Damage of peripheral nerves in the limbs can result in generalized aching and pain. This condition is most common diabetes and use of certain medications.
Outside of more centralized nerve damage, more localized damage can also occur to nerves in the lower leg. This most often occurs simultaneously with another injury, with local inflammation causing nerve compression or entrapment, resulting in lower leg pain.
Associated symptoms vary widely depending on the cause of chronic lower leg pain. Here are some common descriptions of the pain and associated symptoms:
A self-diagnosis is not sufficient for lower leg pain that is sudden, severe, or accompanied by swelling. Chronic lower leg pain is most often part of a larger collection of symptoms and will need to be evaluated as a multifaceted issue. Visit your doctor for an accurate diagnosis, so you can begin proper treatment as soon as possible and reduce your risk of long standing issues. While an in-depth history and physical exam is most important for diagnosis, here are some common diagnostic tests you may encounter:
Your doctor will begin evaluating your lower leg pain by performing a thorough physical examination. A series of X-rays may be required if your doctor suspects a broken bone or fracture is present. In addition, an X-ray may help identify fluid or calcifications in the knee or ankle joint.
An ankle-brachial index, or ABI, helps assess the arterial blood flow in the lower legs. This type of examination compares the blood pressure in the legs to the blood pressure in the arms. This can help diagnose circulatory issues and blood clots.
Your doctor may conduct an arteriogram to gain more information about the arteries. This test studies the arterial supply to the legs by injecting contrast dye into the arteries.
An MRI may be used to examine the joints, bones, and soft tissues to determine the cause of pain inside lower legs. Your doctor may also perform an MRI angiography to evaluate blood vessels in your body.
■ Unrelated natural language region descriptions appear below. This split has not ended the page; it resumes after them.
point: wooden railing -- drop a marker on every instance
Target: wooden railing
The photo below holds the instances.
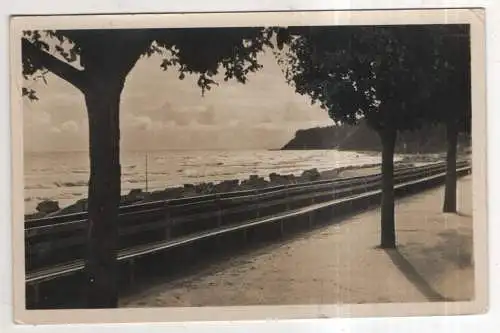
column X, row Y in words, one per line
column 55, row 245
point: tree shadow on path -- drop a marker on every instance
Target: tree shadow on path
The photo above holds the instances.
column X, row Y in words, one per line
column 415, row 277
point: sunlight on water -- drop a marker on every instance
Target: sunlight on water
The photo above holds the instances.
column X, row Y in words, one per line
column 63, row 176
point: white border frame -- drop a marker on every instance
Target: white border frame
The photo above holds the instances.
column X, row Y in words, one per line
column 240, row 19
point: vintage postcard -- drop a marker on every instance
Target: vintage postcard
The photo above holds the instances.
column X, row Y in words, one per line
column 227, row 166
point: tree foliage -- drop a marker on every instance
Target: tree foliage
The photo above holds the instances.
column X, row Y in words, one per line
column 384, row 74
column 204, row 52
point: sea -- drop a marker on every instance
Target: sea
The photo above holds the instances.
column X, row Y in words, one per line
column 63, row 176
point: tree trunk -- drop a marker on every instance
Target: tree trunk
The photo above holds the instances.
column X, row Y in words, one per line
column 387, row 224
column 102, row 98
column 450, row 191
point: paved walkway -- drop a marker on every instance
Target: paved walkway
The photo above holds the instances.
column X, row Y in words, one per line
column 341, row 264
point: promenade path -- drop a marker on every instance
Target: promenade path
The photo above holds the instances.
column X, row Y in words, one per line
column 341, row 263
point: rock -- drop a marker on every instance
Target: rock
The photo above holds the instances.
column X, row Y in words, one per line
column 311, row 174
column 204, row 188
column 133, row 196
column 227, row 186
column 77, row 207
column 277, row 179
column 254, row 181
column 33, row 216
column 48, row 206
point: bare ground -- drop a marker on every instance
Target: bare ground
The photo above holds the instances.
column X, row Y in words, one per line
column 341, row 264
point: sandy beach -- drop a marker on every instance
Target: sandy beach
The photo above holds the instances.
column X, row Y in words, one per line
column 341, row 263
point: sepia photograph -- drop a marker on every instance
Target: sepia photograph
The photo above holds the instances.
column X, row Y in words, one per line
column 312, row 162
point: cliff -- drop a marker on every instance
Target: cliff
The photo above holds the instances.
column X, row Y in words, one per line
column 362, row 138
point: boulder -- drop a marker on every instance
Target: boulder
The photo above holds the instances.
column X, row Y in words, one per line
column 133, row 196
column 277, row 179
column 48, row 206
column 227, row 186
column 311, row 175
column 254, row 181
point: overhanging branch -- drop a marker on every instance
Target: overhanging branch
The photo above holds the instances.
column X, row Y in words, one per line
column 60, row 68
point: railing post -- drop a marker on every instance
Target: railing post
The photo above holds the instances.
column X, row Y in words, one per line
column 168, row 228
column 287, row 196
column 36, row 296
column 257, row 213
column 131, row 273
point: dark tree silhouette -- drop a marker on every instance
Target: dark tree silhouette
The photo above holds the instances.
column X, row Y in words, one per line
column 97, row 63
column 451, row 100
column 383, row 74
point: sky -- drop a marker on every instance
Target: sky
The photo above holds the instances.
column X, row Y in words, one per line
column 159, row 111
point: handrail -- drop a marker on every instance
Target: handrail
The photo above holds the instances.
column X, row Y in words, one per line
column 45, row 221
column 130, row 253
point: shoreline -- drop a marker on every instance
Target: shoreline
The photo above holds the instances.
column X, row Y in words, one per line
column 48, row 208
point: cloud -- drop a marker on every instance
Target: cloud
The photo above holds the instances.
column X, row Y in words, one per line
column 70, row 126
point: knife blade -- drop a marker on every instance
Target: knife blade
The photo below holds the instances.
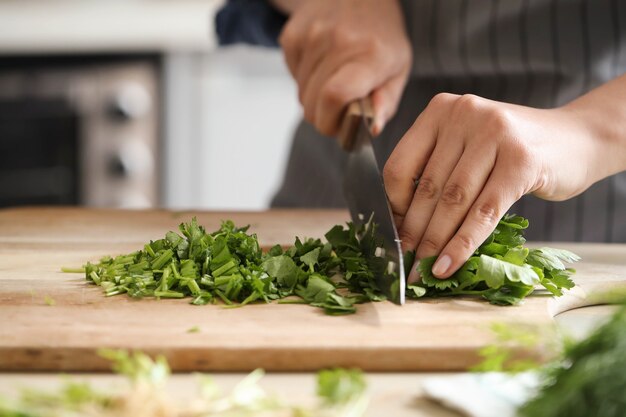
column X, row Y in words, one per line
column 367, row 200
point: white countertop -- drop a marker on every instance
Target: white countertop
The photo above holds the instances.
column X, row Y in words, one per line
column 100, row 26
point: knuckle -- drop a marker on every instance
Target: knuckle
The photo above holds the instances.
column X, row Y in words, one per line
column 454, row 195
column 468, row 103
column 408, row 237
column 392, row 175
column 497, row 120
column 427, row 189
column 487, row 213
column 340, row 37
column 316, row 32
column 428, row 247
column 442, row 99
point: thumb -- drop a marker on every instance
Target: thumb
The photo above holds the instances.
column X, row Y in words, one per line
column 385, row 100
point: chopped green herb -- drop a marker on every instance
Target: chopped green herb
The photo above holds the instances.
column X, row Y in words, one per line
column 335, row 275
column 341, row 393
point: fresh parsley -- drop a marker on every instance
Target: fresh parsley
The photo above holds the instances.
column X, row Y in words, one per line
column 502, row 270
column 228, row 265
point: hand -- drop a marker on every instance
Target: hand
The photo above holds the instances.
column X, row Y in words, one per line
column 474, row 158
column 342, row 50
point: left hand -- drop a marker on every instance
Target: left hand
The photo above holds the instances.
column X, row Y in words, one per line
column 474, row 158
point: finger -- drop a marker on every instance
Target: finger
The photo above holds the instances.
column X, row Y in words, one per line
column 351, row 81
column 314, row 52
column 503, row 188
column 322, row 74
column 407, row 161
column 385, row 100
column 458, row 194
column 290, row 42
column 441, row 164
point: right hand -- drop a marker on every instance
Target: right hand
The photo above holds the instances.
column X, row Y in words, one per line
column 342, row 50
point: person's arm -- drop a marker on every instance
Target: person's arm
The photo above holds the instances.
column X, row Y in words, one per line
column 342, row 50
column 473, row 158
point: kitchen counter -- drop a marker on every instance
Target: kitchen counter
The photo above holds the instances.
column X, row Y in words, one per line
column 93, row 26
column 39, row 232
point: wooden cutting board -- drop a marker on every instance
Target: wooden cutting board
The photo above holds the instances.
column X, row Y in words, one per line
column 426, row 335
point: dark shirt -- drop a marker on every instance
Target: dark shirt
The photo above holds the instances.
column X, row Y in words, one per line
column 253, row 22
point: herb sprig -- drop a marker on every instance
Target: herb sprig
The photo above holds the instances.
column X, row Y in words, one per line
column 228, row 265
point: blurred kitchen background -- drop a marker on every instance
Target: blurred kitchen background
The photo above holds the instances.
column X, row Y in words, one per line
column 129, row 103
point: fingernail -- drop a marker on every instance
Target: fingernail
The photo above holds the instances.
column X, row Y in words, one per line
column 414, row 275
column 378, row 126
column 442, row 265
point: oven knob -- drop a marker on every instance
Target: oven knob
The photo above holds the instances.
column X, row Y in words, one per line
column 133, row 159
column 130, row 101
column 117, row 167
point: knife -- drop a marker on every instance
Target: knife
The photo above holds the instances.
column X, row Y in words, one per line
column 367, row 199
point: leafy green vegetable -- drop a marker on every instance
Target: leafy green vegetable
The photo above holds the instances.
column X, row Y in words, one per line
column 335, row 275
column 341, row 393
column 502, row 270
column 590, row 380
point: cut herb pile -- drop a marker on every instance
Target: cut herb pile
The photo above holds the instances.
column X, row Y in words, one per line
column 228, row 265
column 341, row 393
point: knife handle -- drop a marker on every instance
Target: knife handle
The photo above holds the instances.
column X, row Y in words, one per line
column 361, row 108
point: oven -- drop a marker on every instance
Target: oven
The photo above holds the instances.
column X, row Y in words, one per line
column 80, row 131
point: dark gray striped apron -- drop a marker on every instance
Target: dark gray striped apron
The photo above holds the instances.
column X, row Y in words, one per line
column 540, row 53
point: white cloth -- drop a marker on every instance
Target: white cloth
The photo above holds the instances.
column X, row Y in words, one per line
column 490, row 394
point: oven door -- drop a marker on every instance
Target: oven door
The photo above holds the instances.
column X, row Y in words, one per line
column 39, row 145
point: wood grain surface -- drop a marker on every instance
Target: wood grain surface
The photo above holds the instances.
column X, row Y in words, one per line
column 428, row 335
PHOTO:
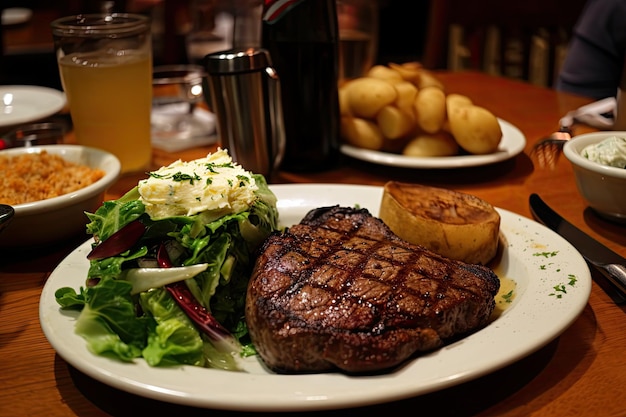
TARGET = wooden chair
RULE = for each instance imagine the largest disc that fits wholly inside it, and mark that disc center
(521, 39)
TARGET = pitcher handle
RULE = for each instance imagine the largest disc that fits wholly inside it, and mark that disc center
(276, 116)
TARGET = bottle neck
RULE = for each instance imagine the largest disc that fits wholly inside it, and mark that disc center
(300, 20)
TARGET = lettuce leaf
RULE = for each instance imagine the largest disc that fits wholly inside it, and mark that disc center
(150, 324)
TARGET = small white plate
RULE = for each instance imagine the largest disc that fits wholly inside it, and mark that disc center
(16, 15)
(513, 143)
(28, 103)
(536, 258)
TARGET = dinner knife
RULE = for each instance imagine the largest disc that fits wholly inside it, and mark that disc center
(610, 264)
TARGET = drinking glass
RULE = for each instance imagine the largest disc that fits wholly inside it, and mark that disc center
(358, 37)
(105, 61)
(177, 90)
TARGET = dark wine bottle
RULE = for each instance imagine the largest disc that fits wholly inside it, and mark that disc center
(302, 39)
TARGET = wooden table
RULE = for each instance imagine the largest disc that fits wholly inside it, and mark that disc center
(581, 373)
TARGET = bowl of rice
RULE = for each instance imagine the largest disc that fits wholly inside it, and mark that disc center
(50, 187)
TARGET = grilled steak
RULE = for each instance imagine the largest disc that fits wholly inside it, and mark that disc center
(340, 290)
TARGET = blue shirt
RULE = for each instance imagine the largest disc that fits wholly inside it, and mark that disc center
(595, 58)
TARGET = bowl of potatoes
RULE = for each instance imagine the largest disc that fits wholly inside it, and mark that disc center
(401, 112)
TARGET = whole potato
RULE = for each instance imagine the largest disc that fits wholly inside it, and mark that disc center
(427, 79)
(406, 97)
(394, 123)
(453, 100)
(437, 144)
(475, 129)
(430, 109)
(366, 96)
(361, 133)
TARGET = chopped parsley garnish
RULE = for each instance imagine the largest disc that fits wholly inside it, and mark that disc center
(561, 289)
(546, 254)
(179, 176)
(211, 166)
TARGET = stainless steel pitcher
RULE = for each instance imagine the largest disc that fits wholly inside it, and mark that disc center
(245, 97)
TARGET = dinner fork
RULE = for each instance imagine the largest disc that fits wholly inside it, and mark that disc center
(547, 150)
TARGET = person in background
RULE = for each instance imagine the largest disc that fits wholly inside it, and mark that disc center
(595, 57)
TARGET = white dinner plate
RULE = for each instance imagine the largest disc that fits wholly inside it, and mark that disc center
(28, 103)
(15, 15)
(512, 143)
(546, 302)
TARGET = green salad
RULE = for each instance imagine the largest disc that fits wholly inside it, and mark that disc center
(170, 264)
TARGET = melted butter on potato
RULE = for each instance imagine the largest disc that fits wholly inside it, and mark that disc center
(454, 224)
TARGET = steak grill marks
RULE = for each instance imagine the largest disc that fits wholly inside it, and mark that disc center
(343, 287)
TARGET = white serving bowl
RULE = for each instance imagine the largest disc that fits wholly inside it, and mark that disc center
(602, 187)
(59, 218)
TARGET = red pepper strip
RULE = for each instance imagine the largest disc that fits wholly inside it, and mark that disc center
(196, 312)
(118, 242)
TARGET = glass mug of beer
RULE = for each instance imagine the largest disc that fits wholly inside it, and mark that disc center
(105, 62)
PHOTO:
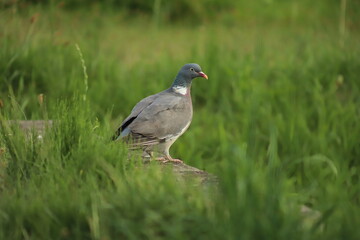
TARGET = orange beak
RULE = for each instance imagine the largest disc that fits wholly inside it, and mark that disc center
(201, 74)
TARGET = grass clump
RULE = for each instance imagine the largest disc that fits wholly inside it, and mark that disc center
(277, 122)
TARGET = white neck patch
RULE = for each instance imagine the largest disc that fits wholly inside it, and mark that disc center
(180, 89)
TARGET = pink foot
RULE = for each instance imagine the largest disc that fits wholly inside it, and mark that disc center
(169, 159)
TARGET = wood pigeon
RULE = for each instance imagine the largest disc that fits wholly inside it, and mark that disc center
(158, 120)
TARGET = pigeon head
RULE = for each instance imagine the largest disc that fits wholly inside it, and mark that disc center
(187, 73)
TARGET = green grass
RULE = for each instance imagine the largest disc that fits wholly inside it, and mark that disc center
(277, 122)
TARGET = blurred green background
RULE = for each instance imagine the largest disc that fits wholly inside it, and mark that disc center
(277, 121)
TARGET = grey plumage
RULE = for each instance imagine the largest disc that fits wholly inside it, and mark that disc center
(158, 120)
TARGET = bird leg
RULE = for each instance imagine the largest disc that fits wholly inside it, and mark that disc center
(167, 159)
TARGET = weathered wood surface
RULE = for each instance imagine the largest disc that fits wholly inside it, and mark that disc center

Healthcare providers use CT scans in a variety of situations, such as to study the joint and bone anatomy or find fractures. A CT angiography can take the place of an arteriography in certain situations.
An ultrasound can help diagnose deep vein thrombosis or muscle strain. This test is also used to diagnose joint inflammation and swelling.
Whether you love playing sports or going on morning jogs, you do not want to be stuck inside your house with intermittent or constant lower leg pain. Properly dealing with moderate to severe lower leg pain will help you enjoy life. Depending on the cause, treatment may vary from physical therapy and exercise to anti-inflammatory medication (like ibuprofen) and surgery. By sticking to your doctor’s treatment plan, you will be able to stand and walk comfortably again. Be patient as you slowly increase your strength, and pay attention to your body’s warning signs to prevent re-injury.